Much is unclear about the fate of Simpsons character Apu Nahasapeemapetilon following the way the character was discussed in the thoughtful documentary The Problem With Apu, by Hari Kondabolu, but one thing is certain: Hank Azaria will no longer voice the character.
While speaking to /Film during the Television Critics Association winter press tour for his other show, Brockmire, Azaria clarified what he knew on the issue: “All we know there is I won’t be doing the voice anymore, unless there’s some way to transition it or something. What they’re going to do with the character is their call. It’s up to them and they haven’t sorted it out yet. All we’ve agreed on is I won’t do the voice anymore.”
There has been a lot of back and forth about Apu’s future since the doc was released, ranging from the show addressing it in a rather silly way that was dismissive of the historical backlash to the character to creator Matt Groening’s “people love to pretend that they’re offended” comments on the issue, which didn’t help. However, just knowing that Azaria will be retiring the Apu voice is an important step in the right direction.
What does this mean for the future of Apu? Well, I hope that he stays. I don’t think the evolution of recognizing that the character was based on problematic stereotypes means he needs to be put out to pasture. I think there is a place for Apu in the show, and it just means retooling him only slightly by getting a new voice actor. If The Simpsons were smart, they would get someone like Ben Kingsley to play the role—or Dev Patel or Naveen Andrews. All of a sudden, Apu has a very British-Indian accent, and no one even questions it.

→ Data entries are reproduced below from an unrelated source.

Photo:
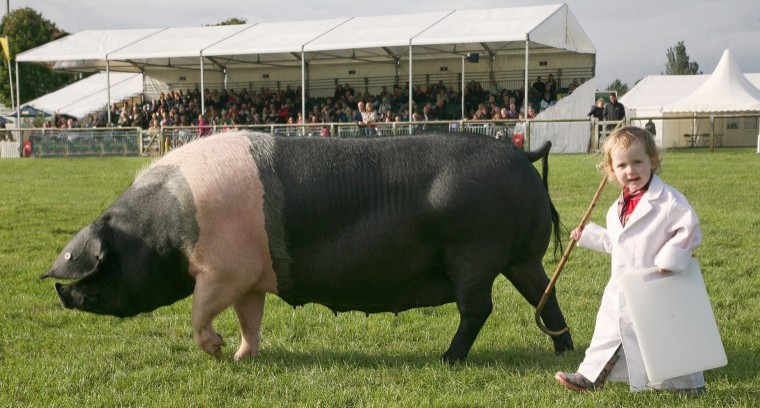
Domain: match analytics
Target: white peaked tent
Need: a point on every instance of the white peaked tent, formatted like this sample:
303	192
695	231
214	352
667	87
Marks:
726	91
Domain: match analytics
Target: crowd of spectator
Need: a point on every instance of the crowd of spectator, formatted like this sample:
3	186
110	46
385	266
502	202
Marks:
228	107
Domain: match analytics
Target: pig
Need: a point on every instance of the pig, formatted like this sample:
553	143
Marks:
360	224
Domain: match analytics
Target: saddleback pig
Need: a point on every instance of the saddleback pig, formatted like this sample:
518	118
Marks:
374	225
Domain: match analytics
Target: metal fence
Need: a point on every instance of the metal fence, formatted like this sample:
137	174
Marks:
567	136
53	142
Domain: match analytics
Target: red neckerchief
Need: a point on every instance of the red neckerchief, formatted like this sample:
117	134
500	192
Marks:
629	201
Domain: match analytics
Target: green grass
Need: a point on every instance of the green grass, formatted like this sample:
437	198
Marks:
54	357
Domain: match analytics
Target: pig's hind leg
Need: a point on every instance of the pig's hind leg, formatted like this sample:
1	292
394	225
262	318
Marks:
250	311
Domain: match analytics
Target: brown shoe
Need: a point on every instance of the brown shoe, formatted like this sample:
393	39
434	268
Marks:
576	382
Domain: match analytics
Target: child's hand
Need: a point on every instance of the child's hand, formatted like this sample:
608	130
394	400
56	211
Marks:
576	234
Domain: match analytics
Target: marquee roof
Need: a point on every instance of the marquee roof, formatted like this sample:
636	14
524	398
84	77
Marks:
90	94
726	90
371	39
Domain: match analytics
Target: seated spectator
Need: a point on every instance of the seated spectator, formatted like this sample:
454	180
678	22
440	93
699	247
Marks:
204	127
551	87
546	101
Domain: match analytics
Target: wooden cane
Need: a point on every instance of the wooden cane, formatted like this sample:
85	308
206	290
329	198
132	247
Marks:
561	265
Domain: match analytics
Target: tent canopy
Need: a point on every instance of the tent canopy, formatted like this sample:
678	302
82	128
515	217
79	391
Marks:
372	39
90	94
726	90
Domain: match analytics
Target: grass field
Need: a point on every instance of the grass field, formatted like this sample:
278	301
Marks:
55	357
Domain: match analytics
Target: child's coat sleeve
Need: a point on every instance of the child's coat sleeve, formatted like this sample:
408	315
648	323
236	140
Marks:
595	237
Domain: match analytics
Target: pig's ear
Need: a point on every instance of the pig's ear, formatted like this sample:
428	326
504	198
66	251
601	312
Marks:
81	257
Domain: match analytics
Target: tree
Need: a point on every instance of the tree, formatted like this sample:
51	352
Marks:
619	86
678	61
233	21
25	29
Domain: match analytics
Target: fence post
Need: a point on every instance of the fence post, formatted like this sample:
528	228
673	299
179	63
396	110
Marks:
527	136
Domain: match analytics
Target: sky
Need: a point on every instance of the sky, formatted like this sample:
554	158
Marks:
631	37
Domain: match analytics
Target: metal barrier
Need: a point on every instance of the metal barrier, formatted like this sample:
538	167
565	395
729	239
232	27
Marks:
55	142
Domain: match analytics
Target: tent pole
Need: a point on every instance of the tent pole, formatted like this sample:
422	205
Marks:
18	102
525	84
108	93
203	89
303	90
10	82
462	118
410	85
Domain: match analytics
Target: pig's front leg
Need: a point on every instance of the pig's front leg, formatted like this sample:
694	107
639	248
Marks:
209	300
250	311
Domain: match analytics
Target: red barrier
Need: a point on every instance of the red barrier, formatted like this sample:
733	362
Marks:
517	140
26	150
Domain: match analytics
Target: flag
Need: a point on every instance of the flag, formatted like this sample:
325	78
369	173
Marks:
6	49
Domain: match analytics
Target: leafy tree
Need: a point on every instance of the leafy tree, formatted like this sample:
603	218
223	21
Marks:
232	21
25	29
619	86
678	61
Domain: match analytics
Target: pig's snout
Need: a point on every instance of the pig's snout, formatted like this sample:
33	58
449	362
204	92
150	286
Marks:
63	297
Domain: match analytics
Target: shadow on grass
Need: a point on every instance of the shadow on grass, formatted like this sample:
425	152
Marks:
512	359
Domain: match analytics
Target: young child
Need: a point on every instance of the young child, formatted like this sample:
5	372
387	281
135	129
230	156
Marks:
650	225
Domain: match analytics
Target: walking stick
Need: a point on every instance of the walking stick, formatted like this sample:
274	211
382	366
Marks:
561	265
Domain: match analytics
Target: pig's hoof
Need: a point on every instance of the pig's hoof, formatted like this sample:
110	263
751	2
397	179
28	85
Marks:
212	344
243	354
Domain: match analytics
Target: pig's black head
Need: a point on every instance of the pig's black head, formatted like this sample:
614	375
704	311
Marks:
131	259
116	274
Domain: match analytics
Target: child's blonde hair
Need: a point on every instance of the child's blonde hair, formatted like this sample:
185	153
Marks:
623	138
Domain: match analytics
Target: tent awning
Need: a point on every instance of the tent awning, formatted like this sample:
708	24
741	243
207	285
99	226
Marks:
90	94
373	39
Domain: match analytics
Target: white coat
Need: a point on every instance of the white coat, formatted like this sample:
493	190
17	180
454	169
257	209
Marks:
662	231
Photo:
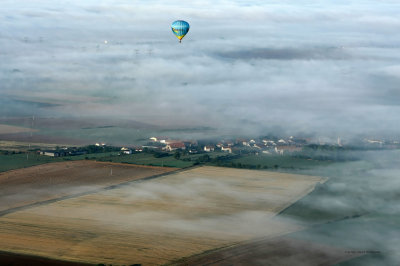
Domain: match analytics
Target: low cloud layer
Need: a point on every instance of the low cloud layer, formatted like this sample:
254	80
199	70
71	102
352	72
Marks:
330	68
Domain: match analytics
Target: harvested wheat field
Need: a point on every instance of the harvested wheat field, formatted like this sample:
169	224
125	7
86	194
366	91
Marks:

Don’t make the change into a spectacle, but just have it done so we can all just move on from the topic.
There is no need to drag this out or make it any nastier than it has already been. Plus, handling it tactfully will help get those who felt upset at Kondabolu’s documentary, out of a nostalgic need to protect the sacred Simpsons institution, just put their Kwiki-Mart banner down. Despite the drop in quality over time, I’m always going to be a fan of The Simpsons, and I think if any show has proven it can adapt and change with the years, it’s this weird yellow show.
So, just do it, do it well, and let us all move on.